Before they were branded as hopeless, the doctors had tried everything. Over the years, the drugs they had succeed in using, albeit few, for Miranda's hallucinations only made her worse and worse. In her spare time, she was usually dazed, often muttering to herself with Steven holding her hand. Several times, she made requests, always in verse, for certain art tools. She asked many times, again and again, but the answer was always no, since the toxins were, in general, forbidden from the place. After months and months of requests and protests, Steven got sick of see her repression. He had thrown the recreation room, and most of the rest of the building – that being the reach of his powers – into utter disarray.

She got her paints, whenever she wanted them, in whatever colors she pleased. Though her behaviors was getting less typical, the doctors said her hallucination were less and less, seeing as only once or twice a month she would use the paints to draw on herself, other receptacles, or, more often, Steven. The pictures were often very graphic and very colorful. From time to time, the doctors would see these, and occasionally in the years of their occupancy, the pictures wold depict another inmate – for it was a prison to most – in their death. Miranda had never been wrong.

Of course, they had tried to split the two up as they grew, numerous times. But Steven and Miranda always refused.

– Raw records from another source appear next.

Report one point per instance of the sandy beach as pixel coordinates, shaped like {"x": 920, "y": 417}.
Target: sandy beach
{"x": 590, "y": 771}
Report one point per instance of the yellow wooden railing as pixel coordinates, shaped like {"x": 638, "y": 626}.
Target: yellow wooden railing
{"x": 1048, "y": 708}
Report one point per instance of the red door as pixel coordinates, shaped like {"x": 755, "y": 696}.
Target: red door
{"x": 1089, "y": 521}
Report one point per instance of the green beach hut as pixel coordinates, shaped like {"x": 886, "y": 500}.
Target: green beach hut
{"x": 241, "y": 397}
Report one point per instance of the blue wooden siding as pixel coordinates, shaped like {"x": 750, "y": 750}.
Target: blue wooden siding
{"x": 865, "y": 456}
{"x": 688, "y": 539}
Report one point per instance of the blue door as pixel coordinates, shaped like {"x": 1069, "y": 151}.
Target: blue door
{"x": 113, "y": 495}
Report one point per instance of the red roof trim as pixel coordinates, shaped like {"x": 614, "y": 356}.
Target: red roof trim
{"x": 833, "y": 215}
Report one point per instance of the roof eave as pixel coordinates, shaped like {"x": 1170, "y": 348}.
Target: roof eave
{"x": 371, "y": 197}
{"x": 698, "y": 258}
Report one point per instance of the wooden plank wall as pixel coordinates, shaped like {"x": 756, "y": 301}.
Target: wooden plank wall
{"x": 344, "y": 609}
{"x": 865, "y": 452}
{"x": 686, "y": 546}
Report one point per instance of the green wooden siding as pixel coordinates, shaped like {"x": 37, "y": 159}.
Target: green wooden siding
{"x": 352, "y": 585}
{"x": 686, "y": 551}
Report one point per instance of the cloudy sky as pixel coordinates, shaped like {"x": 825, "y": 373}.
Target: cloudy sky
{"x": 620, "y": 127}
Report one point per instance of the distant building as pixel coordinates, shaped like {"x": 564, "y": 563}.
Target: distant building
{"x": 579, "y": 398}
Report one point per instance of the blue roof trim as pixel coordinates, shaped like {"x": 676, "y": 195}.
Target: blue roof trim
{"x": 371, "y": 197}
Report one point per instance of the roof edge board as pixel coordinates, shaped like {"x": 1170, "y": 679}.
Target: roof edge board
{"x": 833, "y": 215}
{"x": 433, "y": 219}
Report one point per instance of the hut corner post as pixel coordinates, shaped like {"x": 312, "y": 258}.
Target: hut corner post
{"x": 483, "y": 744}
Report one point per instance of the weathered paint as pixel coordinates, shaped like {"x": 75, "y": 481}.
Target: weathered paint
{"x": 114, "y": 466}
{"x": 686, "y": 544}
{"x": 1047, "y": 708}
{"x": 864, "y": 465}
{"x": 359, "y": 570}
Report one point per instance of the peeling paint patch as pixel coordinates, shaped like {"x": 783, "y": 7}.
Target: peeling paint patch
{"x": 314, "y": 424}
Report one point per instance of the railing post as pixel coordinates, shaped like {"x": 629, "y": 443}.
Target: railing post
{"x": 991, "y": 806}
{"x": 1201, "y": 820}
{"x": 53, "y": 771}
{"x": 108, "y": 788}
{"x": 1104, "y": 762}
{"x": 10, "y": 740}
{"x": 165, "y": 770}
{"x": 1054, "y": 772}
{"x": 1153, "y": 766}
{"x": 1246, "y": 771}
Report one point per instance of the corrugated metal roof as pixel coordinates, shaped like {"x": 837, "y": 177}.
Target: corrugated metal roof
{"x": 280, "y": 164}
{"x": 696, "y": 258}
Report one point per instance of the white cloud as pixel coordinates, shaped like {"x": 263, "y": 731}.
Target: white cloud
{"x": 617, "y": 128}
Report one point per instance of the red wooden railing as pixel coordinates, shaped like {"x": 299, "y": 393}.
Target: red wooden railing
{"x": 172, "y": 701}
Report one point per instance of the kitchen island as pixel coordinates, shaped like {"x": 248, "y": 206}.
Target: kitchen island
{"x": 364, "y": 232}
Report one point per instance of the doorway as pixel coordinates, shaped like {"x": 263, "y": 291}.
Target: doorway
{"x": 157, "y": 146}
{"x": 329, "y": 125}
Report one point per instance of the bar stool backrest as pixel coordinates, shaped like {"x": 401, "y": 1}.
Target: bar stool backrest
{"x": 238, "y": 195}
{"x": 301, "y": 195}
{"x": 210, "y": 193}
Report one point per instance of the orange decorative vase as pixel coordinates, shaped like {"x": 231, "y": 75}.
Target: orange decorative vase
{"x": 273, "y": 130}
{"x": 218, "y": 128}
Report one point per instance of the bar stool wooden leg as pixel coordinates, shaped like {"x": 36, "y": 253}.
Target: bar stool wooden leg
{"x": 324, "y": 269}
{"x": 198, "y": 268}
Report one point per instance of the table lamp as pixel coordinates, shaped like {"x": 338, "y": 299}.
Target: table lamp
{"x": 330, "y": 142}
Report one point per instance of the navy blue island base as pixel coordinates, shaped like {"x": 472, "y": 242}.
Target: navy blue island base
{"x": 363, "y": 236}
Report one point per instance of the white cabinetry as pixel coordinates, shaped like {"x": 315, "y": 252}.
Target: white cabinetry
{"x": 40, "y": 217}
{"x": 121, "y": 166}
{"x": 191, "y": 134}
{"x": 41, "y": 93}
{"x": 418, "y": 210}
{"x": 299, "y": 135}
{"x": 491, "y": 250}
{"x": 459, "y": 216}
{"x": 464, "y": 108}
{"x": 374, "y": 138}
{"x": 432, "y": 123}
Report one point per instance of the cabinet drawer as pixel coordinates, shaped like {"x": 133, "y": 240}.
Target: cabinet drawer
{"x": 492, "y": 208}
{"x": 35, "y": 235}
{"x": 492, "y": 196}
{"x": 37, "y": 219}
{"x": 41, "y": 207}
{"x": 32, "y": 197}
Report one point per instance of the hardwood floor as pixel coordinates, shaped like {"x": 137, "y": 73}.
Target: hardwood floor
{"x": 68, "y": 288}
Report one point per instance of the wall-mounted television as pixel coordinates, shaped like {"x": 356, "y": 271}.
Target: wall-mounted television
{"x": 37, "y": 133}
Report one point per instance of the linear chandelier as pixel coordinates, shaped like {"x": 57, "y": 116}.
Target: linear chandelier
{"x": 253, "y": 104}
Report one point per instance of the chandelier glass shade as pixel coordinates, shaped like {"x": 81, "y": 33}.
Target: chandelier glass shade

The security's attempts would have been very successful if he hadn't thrown a bigger tantrum than her. He had an overwhelming sense of protection over his sister and was often the only person that she would talk to. He refused to leave her side unless she was asleep, and then, that was the only time the doctors could pull him away for testing. They would apply pads to his temples, hands and inner elbows, giving him commands to move something. He always complied, but the fancy computers that he never really cared for showed no difference as opposed to when he wasn't doing anything. At one time, he had thought it amusing to make the machines go crazy, but after a scolding and several threats about pulling the twins apart, he had ceased.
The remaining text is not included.